Der Fingerabdrucksensor zum Entsperren des Geräts befindet sich auf der Rückseite.

Technische Daten

Display (Maße und Auflösung):

6 Zoll (15,24 cm Diagonale), 2.160 x 1.080 Pixel bei 402 ppi

Abmessungen: 15,42 x 7,45 x 0,79 cm, 178 g

Weitere Ausstattung:

  • Kirin-970-Acht-Kern-Prozessor mit 4 x 2,36 GHz (Cortex A73) und 4 x 1,8 GHz (Cortex A53);
  • 6 GB Arbeitsspeicher (RAM)
  • 128 GB interner Speicher, keine Speichererweiterung
  • LTE CAT 18 für alle Frequenzen für bis zu 1,2 GBit/s im Download
  • Android 8.0
  • Für 2,4- und 5-GHz-WLAN-Netze
  • Hauptkamera: 20-MP-Monochrome- und 12-MP-RGB-Leica-Dual-Kamera, F1,6
  • Frontkamera: 8 MP für Videotelefonate via Google Duo oder Skype-Videoaufnahme (bis 2.160p „4K“ bei 30fps)
  • NFC für schnelles Koppeln von Geräten per Bluetooth eingebaut
  • Bluetooth 4.2
  • USB-C-Anschluss zum Schnellladen (Type 3.1)
  • Fingersensor zum Entsperren des Geräts

Klasse ist zwar seine sehr schnelle Reaktion, die schon unmittelbar nach dem Antippen erfolgt und den Bildschirm entsperrt. Allerdings muss der Nutzer den Entsperr-Scanner auf der Rückseite zunächst ertasten, dabei tippt es sich aber schnell mal auf eine der beiden Kameralinsen, die in der Nähe des Sensors platziert sind – sicher ein Nachteil einer derartigen Anordnung. Sehr gelungen hingegen: Selbst mit nassen Fingern lässt sich das Mate 10 Pro über den Sensor problemlos entsperren. Außerdem kann der Sensor mit Funktionen (etwa zum Start der Kamera oder zum Annehmen von Anrufen) belegt werden – das erfüllt in der Praxis seinen Zweck und erhöht den Bedienkomfort.

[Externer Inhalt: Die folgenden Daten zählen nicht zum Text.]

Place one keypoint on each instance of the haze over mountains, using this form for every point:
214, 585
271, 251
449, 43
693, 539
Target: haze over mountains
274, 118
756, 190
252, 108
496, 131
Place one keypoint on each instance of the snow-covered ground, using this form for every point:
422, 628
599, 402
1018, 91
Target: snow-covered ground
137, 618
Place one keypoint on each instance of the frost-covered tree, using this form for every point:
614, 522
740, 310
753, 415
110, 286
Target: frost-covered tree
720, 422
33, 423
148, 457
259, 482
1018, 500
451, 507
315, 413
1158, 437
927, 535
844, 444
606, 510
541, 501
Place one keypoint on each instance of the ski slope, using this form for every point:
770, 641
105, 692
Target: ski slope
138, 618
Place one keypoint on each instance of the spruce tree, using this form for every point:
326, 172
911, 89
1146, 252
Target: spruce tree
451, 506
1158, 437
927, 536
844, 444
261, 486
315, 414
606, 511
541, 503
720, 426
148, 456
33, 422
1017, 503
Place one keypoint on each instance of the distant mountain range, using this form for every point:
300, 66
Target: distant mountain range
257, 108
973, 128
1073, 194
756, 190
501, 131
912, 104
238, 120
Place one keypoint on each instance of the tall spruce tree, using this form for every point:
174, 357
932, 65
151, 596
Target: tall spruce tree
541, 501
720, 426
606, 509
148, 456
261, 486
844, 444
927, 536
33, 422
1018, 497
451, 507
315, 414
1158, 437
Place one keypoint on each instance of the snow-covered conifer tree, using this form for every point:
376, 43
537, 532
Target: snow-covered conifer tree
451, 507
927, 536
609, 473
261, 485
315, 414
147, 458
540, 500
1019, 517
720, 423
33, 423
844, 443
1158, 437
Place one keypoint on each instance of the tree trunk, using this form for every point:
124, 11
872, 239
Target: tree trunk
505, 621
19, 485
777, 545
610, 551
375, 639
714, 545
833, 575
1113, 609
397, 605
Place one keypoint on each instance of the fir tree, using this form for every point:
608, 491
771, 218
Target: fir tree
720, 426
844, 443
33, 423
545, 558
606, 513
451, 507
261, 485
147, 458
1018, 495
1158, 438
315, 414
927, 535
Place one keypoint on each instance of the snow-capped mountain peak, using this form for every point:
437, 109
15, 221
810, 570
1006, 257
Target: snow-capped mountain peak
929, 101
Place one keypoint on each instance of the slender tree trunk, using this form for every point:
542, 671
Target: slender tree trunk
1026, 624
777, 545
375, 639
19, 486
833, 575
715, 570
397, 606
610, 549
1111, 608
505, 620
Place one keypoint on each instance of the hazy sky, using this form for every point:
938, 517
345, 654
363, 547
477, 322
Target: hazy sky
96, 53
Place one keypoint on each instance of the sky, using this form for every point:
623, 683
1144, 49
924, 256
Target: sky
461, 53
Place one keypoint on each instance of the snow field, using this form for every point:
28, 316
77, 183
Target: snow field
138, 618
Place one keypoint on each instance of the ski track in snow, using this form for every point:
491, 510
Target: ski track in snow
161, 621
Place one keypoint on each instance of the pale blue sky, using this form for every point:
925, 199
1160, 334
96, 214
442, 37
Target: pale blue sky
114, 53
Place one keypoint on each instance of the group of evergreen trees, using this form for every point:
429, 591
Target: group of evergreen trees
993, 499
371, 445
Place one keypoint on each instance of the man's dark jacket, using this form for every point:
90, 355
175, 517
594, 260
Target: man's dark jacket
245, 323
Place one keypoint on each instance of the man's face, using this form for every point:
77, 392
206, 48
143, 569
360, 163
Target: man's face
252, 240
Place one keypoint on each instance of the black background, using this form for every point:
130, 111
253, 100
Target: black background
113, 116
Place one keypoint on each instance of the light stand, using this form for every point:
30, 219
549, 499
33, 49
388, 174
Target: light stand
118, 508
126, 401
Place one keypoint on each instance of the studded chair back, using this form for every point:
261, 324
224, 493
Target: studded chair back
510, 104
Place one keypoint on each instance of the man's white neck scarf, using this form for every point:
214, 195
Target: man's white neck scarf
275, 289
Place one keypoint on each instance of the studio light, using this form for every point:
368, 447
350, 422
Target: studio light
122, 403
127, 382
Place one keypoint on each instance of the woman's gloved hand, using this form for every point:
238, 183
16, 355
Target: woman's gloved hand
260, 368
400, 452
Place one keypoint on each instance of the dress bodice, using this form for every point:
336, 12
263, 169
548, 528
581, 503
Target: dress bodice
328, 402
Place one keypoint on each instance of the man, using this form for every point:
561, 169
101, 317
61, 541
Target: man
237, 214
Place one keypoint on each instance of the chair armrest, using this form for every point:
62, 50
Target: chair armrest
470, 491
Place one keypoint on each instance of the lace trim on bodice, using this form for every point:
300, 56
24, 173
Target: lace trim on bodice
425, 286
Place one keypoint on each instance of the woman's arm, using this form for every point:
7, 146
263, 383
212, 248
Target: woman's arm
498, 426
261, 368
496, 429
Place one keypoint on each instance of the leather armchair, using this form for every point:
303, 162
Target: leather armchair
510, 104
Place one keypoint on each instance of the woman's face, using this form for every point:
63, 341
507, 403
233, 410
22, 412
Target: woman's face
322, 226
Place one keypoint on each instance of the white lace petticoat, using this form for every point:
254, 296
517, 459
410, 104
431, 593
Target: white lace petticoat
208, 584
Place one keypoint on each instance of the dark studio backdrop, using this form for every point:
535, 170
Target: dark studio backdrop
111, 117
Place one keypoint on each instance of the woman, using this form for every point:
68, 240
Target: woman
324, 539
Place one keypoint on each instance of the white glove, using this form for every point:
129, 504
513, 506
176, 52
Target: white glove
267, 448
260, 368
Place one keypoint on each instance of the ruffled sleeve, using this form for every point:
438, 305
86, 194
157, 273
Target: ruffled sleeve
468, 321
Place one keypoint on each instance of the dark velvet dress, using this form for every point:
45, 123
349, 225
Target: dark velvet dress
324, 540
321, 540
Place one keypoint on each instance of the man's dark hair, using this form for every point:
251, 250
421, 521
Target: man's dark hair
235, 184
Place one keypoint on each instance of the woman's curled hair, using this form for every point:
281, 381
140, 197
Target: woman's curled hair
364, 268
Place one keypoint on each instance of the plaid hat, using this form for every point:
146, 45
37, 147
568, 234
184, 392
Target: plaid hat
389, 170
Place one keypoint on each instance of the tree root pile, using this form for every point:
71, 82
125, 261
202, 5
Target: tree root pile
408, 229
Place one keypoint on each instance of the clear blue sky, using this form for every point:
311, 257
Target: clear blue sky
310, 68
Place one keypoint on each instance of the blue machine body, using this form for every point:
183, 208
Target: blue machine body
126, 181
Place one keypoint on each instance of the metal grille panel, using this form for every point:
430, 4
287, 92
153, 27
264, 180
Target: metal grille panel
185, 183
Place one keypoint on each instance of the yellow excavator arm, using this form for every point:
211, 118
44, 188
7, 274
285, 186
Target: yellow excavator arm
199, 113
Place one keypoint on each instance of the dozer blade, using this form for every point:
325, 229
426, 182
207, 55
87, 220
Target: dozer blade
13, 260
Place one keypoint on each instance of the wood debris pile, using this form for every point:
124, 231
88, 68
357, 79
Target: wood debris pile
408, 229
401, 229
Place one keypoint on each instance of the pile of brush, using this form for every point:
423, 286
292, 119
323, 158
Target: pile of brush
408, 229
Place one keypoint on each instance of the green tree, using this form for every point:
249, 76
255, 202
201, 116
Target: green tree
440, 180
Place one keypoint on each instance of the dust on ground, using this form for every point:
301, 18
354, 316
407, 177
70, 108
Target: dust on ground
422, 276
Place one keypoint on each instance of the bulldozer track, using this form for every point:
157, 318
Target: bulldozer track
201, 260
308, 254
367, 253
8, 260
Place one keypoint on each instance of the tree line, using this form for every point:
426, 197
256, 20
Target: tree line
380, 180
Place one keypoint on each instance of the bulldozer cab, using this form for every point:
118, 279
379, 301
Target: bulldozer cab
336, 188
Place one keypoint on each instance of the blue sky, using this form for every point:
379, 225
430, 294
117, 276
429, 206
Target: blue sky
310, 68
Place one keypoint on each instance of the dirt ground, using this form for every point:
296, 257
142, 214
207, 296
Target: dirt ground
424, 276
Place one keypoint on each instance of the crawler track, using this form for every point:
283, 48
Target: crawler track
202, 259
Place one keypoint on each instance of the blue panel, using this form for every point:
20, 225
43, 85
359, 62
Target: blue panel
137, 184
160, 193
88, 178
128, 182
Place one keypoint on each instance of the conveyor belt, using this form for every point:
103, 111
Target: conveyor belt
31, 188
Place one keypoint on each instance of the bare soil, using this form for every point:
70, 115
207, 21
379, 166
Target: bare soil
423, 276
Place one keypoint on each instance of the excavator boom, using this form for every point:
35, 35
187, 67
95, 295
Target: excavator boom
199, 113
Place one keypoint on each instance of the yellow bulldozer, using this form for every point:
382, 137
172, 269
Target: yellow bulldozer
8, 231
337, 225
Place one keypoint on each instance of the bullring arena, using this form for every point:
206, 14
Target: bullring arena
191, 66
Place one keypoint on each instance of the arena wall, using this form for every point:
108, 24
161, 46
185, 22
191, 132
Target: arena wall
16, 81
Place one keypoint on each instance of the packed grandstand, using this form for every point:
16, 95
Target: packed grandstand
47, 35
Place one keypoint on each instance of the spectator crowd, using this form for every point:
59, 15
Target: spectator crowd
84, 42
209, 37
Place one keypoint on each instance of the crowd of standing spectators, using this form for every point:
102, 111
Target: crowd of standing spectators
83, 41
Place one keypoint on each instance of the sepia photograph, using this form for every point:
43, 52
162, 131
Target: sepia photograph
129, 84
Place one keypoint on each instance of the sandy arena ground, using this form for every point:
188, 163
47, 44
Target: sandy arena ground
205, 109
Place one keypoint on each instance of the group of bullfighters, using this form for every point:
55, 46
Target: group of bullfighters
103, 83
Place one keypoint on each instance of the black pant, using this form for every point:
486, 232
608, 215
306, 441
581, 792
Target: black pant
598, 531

Schnellfunktionen per Klopfen aufrufen

Tipp: Wer so richtig schön schnell Screenshots aufnehmen, Apps starten oder den Bildschirm für zwei parallel ausgeführte Anwendungen teilen möchte, aktiviert in den Einstellungen über die „Intelligente Unterstützung“ die Funktionen zur Bewegungssteuerung. Dort lassen sich sogenannte Knöchel-Gesten zuschalten. Ausgeführt werden Sie mit einem Klopfen eines Fingerknöchels auf das Display, etwa um den aktuell angezeigten Inhalt auf dem Display als Bildschirmfoto festzuhalten oder um durch Zeichnen eines Buchstabens eine App zu öffnen. Beispielsweise startet ein „C“ blitzschnell die Kamera – egal in welcher Anwendung man sich gerade befindet.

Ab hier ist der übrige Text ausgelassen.